There are two sides to the concept of sin, inherited sin and personal sinful behavior. The first is something we inherited, whether we like it or not, while the second is something we practice.
The Bible states moral failing, the original sin on the part of Adam and Eve was passed on to all humanity. Consequently, all of us are born imperfect. “All unrighteousness is sin,” 1 John 5:17.
For many Christians however, the idea humans are flawed because of something in which they took no part in is not logical or acceptable. Edward Oakes, a professor of theology, writes: “The doctrine is met with embarrassed silence, outright denial, or at a minimum a kind of halfhearted lip service that does not exactly deny the doctrine but has no idea how to place it inside the devout life.”
President Calvin Coolidge was well-known for being a man of few words and getting straight to the point. There’s a story told about him that after attending church one day, someone asked him what the sermon had been about. “Sin,” Mr. Coolidge replied. “And what did he have to say about it?” the questioner continued. After pausing for a moment, Coolidge replied, “He was against it.”
There was a time when people felt the weight of guilt and shame. Today, one be hard pressed to find someone willing to admit to being a sinner. So, whatever happened to sin? Sin has been redefined.

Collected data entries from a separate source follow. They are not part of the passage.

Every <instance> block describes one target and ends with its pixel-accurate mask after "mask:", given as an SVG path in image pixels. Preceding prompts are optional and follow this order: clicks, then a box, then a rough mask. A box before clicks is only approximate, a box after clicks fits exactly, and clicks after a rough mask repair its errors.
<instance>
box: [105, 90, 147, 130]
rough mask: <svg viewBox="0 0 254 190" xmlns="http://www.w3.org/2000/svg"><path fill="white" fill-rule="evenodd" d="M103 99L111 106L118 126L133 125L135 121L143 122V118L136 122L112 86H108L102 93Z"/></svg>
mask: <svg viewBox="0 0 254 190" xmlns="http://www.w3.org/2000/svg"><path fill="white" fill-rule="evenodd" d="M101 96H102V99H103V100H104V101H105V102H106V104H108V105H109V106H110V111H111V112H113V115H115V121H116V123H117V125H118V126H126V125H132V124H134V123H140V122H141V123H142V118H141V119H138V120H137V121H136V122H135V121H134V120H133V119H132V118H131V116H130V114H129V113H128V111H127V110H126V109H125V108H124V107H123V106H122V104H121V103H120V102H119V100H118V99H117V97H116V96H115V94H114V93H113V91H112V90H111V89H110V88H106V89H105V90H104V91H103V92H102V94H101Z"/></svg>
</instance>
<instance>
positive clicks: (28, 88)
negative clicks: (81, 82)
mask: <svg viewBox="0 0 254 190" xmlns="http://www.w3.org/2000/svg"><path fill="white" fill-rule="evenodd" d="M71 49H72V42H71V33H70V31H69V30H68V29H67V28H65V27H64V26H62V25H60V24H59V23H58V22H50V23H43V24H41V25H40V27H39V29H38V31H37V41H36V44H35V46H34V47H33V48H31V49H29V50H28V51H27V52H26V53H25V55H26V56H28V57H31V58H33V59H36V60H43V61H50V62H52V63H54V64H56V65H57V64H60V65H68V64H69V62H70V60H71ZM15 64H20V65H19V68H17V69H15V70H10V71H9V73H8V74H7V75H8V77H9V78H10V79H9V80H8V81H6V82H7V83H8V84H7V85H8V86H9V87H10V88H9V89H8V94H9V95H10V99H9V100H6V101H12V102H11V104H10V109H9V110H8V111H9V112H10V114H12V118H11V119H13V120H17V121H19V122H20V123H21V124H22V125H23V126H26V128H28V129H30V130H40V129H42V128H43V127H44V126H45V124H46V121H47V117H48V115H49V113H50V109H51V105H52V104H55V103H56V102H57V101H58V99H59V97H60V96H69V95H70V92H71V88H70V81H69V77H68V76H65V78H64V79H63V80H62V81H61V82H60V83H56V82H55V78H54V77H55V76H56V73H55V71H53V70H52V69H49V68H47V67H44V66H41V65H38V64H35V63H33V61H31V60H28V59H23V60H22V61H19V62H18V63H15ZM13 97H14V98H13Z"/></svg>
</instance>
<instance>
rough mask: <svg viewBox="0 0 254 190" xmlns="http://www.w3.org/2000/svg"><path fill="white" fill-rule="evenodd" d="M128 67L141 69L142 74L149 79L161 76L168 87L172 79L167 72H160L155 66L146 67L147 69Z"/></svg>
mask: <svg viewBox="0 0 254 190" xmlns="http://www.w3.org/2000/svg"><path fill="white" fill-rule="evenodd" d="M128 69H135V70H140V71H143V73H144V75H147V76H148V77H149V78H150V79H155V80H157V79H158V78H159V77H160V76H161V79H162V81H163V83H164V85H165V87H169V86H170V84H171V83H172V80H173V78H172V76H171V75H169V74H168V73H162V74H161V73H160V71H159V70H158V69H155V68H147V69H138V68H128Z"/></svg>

We live in a day of political correctness. Today it is politically incorrect to call a person "ignorant.” Instead he is "factually unencumbered." A person should not be called a "loser.” He is a "uniquely fortuned individual on an alternative career path. People are not "obnoxious,” just "charismatically impeded." See how simple it is to make ourselves feel better by simply redefining a word? Here’s a few more “redefinitions.”
Fornication has become “casual sex.” Drunkenness has become “chemical dependency.” Sodomy has become an “alternative lifestyle.” Pride has become a “superiority complex” or “inflated ego” and gossip is “sharing.”
Today, the idea of sin is casually dismissed and accountability for one’s actions is negligible…what a shame.